Ok, post players aside. LBJ would get owned by MJ (Rodman would drive him NUTS, but he would get burned due to the speed difference), Kobe might be better than Pippen, but Pippen's defense is a great match on Kobe. Wade would not do well against Cylde. Who would take on Malone, Magic, Penny Hardaway, etc.

Great passing with Nash and Kidd- They had Stockton, Bird, Magic, Jackson, Gary Payton, Isiah Thomas, etc
3 pointers from Ray Allen, Kidd, etc- Meet Miller, Drazen Petrovick, Majerle, Glenn Rice, Ellis
Defense- You realize Hakeem is in the top 10 in steals? He tended to block a lot of shots too. MJ, Stockton, Payton, Pip, and almost all the best were great ON BOTH SIDES OF THE BALL. 

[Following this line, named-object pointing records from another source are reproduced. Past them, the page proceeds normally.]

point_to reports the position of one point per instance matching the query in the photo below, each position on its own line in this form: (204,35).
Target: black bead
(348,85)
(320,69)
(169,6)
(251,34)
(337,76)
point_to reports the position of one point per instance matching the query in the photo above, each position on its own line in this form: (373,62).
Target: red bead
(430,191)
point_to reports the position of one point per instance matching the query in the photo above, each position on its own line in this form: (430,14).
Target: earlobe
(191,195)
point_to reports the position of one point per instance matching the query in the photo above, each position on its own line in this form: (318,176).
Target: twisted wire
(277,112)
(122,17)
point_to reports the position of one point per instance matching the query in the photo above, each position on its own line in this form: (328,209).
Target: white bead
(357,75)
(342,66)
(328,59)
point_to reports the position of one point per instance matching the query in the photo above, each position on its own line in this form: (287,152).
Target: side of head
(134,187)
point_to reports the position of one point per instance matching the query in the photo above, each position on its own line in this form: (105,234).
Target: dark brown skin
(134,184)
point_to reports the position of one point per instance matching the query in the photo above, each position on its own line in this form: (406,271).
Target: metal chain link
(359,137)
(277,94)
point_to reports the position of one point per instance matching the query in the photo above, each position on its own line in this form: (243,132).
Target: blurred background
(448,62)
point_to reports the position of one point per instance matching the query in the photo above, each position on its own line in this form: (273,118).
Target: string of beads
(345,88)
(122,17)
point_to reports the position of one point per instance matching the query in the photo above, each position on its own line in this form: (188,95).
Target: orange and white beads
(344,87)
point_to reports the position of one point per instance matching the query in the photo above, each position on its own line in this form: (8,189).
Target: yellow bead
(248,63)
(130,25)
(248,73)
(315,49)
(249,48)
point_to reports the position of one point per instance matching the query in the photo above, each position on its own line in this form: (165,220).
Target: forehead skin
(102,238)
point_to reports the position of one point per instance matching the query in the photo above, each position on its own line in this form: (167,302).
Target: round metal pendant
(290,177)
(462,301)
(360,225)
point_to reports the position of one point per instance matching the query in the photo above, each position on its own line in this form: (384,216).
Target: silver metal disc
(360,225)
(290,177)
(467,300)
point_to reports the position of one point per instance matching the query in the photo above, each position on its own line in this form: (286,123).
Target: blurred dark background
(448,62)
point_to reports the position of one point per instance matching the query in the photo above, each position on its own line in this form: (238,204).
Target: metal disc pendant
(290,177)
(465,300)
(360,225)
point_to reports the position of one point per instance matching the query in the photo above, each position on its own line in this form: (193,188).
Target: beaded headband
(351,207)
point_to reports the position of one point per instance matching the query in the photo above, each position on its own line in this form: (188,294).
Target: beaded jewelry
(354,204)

Throw any name from today out there, and someone can easily match up from the 80's or 90's. Let Shaq be in the 00's, Hakeem owned him, Kareem would score on him all day, and Mutumbo would bully him with those elbows.


----------



## Luke (Dec 7, 2008)

Sugashane said:


> I honestly believe this is the one sport where players are not improving over the last decade. They are bigger, stronger, but not better.
> 
> 80's and 90's players would demolish the players of today (Especially in the post). The league's talent pool was deeper and the game was much more physical than today's. Players today are COMPARED to the players to evaluate them.
> 
> ...


Debatable.

Yes, the older team has a distinct advantage in the post. That's really the only place where they dominate today's players, though.

No he wouldn't.

If anyone would have a chance at guarding LeBron it would be Pippen. Jordan wasn't strong enough or tall enough. Lol at Kobe "maybe" being better than Pippen. It's not and hasn't been for nearly a decade. Wade is better than Clyde ever was. Malone wouldn't be able to do anything against Duncan and LeBron could guard Magic. Wasn't Penny drafted in the 90's?

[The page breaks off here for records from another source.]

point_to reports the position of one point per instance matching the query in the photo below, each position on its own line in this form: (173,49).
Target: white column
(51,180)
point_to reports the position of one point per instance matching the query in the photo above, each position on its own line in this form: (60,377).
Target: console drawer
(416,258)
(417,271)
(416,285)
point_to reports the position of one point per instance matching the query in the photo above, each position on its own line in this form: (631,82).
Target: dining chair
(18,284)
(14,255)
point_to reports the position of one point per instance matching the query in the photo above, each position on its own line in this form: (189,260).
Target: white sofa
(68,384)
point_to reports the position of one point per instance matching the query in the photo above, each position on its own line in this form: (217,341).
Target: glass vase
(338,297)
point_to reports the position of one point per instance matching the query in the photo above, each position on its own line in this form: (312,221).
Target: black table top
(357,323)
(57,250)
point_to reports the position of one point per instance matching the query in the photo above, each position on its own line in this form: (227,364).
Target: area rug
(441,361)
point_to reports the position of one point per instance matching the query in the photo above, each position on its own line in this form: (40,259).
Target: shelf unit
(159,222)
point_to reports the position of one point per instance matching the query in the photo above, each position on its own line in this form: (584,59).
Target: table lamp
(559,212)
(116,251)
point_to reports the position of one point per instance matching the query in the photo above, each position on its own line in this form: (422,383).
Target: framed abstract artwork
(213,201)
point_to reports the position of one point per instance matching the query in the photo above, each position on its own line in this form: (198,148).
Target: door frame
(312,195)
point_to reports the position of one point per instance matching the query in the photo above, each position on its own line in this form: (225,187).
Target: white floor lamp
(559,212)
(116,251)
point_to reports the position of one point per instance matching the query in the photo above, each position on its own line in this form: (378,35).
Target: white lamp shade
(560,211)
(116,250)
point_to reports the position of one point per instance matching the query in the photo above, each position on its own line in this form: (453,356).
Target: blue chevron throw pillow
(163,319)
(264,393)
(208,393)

Nash, Kidd, Paul, Williams, Payton, and LeBron are all more than adaquate falicitators. The young bucks would be fine in that department.

Ray Allen is the best pure shooter in NBA history, and Nash is top five. No clear advantage there.

Kobe, Duncan, LeBron, Howard, Garnett, and Kidd were/are all pretty good defenders if I'm remembering correctly.

Hakeem outplayed a Shaquille that was in his third year in the league whilst he was enjoying his prime. People are constantly pointing to that series to try and prop Hakeem over O'Neal but they're forgetting that Shaquille wasn't near his prime. Put a '00 Shaq on that team and nobody is stopping him. Not just from that era, from any point in NBA history. Oh, and Kareem always had trouble with huge, strong, aggresive players. He would still get his, but he would be dominated on the boards and Shaq would score on him at will.

At the end of the day I'm still going to give the 70s and 80s team the edge, but it's certainly not as big of a landslide as you are infering.


----------